Is TrustZone feature enabled in DragonBoard 410c?


#1

Interested in knowing that if TrustZone feature is enabled in DragonBoard 410c? It seems the processor Cortex® A53 supports TrustZone. Thanks


#2

yes, it is enabled…

… but the firmware that runs in the secure world is proprietary and provided by QCOM, and it is not possible (for now) to change it.


#3

It is present in the hardware but is more or less impossible to access
from user modifiable software. If you’re interested in experimenting
with TrustZone this Hikey more suited to your needs.

Note that although Hikey does allow access to TrustZone there is no
support for signature checking the code it loads from eMMC so secure
boot cannot be implemented on this platform (i.e. it is good for TZ
develoment but not for deployment).


#4

Thanks for all your replies.
So for Hikey, I find it runs Android and Linux, rather than IoT OS, like Android things or Windows 10 IoT core.
Any board that you are aware of can support any IoT platform, and also with access to TrustZone?


#5

I don’t think any of the 96Boards can do this. You might be able to get
this working on RPi3 but I’m afraid you’d have to ask for details on
their forums :wink:


#6

Thank you so much!!!


#7

Hi Ggc_Rgfv

When you say IoT platform access to TrustZone, are you referring to hardware featuring Cortex M SoCs as in latest ARMv8-M architecture OR hardware featuring Cortex A SoCs with standard TrustZone as we know it.

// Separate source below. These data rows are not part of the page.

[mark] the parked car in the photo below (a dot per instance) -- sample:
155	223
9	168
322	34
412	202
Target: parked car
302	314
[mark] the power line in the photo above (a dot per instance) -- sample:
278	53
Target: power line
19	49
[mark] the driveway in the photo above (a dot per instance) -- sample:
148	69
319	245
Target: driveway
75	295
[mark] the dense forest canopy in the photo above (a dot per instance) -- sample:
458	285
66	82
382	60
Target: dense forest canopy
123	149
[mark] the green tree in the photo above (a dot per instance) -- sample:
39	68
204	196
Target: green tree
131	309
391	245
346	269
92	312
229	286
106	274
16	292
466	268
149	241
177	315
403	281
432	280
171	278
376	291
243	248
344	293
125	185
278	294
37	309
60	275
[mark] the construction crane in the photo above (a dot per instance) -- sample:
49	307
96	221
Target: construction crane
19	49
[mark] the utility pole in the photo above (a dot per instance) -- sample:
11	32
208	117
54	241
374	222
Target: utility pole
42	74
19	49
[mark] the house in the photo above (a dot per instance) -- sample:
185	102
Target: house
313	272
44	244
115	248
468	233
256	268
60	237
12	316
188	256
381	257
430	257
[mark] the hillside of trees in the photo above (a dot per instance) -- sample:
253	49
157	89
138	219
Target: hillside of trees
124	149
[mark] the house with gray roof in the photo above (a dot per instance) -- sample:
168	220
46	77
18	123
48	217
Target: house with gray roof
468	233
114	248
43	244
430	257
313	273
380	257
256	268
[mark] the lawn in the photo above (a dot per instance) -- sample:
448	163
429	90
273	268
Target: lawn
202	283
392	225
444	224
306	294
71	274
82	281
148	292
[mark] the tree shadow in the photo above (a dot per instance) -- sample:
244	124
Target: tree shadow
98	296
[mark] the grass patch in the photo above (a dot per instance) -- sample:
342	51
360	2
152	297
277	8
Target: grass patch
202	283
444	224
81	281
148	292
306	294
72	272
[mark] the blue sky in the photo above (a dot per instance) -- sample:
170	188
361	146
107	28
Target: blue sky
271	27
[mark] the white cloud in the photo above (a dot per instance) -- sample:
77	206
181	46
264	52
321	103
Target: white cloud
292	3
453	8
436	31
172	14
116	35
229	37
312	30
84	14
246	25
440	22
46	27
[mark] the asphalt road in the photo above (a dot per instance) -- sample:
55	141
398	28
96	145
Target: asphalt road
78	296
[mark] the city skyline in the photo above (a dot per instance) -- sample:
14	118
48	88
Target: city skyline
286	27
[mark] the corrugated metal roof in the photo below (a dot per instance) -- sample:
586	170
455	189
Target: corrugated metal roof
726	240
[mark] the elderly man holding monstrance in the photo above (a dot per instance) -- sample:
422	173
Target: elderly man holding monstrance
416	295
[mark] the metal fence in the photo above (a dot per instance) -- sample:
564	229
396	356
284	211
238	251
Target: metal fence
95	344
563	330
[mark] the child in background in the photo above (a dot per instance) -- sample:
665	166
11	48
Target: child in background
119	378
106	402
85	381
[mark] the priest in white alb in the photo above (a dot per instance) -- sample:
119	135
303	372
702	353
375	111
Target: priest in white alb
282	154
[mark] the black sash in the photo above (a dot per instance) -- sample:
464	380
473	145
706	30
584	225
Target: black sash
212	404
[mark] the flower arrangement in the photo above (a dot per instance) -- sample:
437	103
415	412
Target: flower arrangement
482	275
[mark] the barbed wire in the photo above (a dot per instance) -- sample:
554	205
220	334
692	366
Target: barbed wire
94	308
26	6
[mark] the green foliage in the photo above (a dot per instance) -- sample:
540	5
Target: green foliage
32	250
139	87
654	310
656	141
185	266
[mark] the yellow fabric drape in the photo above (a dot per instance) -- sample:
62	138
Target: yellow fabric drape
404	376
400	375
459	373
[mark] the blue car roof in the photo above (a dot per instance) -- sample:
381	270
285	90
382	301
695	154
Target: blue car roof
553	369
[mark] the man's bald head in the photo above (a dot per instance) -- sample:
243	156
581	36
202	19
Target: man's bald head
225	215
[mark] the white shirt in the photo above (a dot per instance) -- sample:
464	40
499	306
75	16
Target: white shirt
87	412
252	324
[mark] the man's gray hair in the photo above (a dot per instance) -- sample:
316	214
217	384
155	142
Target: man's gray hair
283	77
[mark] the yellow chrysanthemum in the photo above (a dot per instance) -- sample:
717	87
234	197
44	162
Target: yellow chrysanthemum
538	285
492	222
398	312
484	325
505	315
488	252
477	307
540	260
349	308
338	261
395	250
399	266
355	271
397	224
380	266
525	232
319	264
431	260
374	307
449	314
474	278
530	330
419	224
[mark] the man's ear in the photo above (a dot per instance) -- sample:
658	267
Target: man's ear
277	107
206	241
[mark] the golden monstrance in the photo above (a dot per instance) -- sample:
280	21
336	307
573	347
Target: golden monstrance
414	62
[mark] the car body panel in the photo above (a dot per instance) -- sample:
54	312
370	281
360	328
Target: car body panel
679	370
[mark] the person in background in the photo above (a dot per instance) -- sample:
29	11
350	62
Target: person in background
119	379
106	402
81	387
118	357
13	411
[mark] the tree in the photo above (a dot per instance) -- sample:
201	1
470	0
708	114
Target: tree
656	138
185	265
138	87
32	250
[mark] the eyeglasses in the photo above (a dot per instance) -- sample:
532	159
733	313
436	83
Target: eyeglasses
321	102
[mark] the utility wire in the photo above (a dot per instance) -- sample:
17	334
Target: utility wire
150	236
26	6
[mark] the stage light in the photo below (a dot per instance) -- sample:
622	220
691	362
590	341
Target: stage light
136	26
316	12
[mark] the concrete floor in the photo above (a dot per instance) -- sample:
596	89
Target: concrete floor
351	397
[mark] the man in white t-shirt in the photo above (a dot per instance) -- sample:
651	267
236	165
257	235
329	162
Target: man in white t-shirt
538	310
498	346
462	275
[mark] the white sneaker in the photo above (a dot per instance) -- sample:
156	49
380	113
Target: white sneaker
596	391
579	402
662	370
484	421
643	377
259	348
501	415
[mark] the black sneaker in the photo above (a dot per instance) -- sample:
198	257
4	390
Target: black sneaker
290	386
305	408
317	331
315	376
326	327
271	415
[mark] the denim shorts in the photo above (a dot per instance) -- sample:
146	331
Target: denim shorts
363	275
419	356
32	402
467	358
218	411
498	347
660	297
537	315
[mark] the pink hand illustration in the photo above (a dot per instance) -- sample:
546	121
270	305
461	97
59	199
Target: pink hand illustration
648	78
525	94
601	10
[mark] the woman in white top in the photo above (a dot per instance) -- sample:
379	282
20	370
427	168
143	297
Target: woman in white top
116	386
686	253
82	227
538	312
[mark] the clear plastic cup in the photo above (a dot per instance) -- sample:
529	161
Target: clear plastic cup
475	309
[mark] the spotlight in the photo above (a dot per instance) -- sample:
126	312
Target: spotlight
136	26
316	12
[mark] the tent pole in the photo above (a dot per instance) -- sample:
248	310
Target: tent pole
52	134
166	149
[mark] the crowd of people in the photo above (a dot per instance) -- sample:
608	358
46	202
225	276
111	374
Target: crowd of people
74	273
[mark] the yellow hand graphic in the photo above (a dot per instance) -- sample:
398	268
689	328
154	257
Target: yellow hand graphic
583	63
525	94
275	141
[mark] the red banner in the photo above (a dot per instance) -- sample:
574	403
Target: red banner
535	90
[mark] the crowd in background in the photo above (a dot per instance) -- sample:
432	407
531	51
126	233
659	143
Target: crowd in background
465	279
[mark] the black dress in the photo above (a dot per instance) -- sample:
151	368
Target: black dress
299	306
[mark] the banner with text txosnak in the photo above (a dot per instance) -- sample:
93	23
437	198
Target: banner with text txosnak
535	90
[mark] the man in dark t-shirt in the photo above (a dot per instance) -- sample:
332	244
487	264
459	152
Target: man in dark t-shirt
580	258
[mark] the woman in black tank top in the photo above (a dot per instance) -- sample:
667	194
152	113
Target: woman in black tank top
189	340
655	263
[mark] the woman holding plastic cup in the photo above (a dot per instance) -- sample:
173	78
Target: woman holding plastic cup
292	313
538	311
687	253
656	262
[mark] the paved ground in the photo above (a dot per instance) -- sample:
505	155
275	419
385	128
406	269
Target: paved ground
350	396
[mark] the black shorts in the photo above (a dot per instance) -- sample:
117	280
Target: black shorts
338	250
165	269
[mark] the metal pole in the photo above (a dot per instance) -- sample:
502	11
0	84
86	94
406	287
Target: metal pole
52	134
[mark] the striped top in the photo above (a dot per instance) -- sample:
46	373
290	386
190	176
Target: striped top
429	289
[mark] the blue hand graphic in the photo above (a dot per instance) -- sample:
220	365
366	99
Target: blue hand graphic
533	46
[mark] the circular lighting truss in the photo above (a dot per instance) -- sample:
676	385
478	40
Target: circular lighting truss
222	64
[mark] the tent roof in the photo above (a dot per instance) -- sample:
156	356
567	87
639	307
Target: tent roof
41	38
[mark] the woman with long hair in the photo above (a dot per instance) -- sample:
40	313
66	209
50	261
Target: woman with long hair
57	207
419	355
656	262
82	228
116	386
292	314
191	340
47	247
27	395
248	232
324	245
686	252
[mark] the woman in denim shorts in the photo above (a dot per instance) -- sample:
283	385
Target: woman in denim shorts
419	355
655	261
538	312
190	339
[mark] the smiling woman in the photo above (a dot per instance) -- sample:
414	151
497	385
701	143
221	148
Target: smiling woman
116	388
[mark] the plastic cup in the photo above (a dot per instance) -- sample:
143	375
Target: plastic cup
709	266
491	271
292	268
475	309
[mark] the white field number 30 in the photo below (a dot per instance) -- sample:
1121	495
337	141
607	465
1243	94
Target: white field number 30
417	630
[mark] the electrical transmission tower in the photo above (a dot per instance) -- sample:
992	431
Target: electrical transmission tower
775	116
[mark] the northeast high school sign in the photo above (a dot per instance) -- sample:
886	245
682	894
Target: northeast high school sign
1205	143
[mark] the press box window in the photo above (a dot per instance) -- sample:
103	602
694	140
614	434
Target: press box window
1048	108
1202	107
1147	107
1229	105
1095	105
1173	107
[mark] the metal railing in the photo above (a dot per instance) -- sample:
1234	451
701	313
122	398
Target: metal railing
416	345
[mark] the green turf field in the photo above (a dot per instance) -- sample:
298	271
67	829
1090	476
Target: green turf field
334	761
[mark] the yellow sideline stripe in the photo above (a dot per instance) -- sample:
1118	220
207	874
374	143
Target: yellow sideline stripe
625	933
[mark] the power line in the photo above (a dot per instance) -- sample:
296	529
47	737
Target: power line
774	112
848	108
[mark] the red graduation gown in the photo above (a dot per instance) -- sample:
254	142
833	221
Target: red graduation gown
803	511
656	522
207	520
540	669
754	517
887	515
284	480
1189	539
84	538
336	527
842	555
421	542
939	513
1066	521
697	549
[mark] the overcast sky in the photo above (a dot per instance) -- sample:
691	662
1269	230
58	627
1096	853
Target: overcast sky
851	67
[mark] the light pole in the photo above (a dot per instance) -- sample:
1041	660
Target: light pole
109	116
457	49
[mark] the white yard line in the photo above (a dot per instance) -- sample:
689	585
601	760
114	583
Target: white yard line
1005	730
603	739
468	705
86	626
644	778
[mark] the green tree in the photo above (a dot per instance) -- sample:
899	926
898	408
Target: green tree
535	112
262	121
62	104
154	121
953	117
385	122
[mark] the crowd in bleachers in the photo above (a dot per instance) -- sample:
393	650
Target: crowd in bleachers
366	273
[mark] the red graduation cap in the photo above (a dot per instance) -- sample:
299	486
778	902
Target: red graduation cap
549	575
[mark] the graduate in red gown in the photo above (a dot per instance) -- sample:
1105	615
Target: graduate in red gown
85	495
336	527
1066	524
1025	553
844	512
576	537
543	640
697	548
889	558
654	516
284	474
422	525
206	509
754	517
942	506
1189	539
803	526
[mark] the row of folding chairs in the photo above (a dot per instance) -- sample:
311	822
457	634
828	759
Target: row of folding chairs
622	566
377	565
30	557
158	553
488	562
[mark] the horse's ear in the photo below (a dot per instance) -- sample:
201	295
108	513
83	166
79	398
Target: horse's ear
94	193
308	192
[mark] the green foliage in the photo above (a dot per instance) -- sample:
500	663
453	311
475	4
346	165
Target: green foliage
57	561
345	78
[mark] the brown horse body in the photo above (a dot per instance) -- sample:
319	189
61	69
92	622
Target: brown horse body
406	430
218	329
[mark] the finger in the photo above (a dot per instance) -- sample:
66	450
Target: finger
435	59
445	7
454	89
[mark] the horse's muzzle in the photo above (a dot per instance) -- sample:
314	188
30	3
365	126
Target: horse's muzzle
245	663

Dragonboard 410c does have Windows 10 IoT core running, officially announced by Microsoft - https://blogs.windows.com/buildingapps/2015/10/28/announcing-dragonboard-410c-support-in-windows-10-iot-core-arduino-partnership-updates/

Does that answer your question?

HTHs


#8

I refer to cortex A SoC, since DragonBoard 410c uses A53.
Yes, Windows 10 IoT can run on DragonBoard, but as others mentioned, it is almost impossible to experiment DragonBoard trustzone


#9

Is there any way to verify whether firmware is running properly on the board, any official tests or via some apis.
I can see some qseecomd process are running on the board. Also 2 qsee binaries are present in /system/bin
qseecom_sample_client qseecom_security_test
Not sure what that do, or how to run that.


#10

Hi @ashu,

QCOM uses SCM (Secure Channel Manager) [1] to interact with the secure firmware (QSEE) running on Snapdragon chipsets via SMC.

There is no public API documents available AFAIK.

-Mani

[1] http://elixir.free-electrons.com/linux/v4.14-rc6/source/drivers/firmware/qcom_scm.c


#11

Hi @Mani

Thanks for reply.

Is there any way, someone can identify whether firmware is running properly.

What are the use of qsee binaries present on board.


#12

If you can boot the device then TrustZone is working.

The question is; what are you actually asking for? Do you want to use functionality that the Qualcomm TrustZone implementation provides (e.g. keystore), do you want to write code that runs in Qualcomm’s QSEE environment or do you want to be able to play around in TrustZone?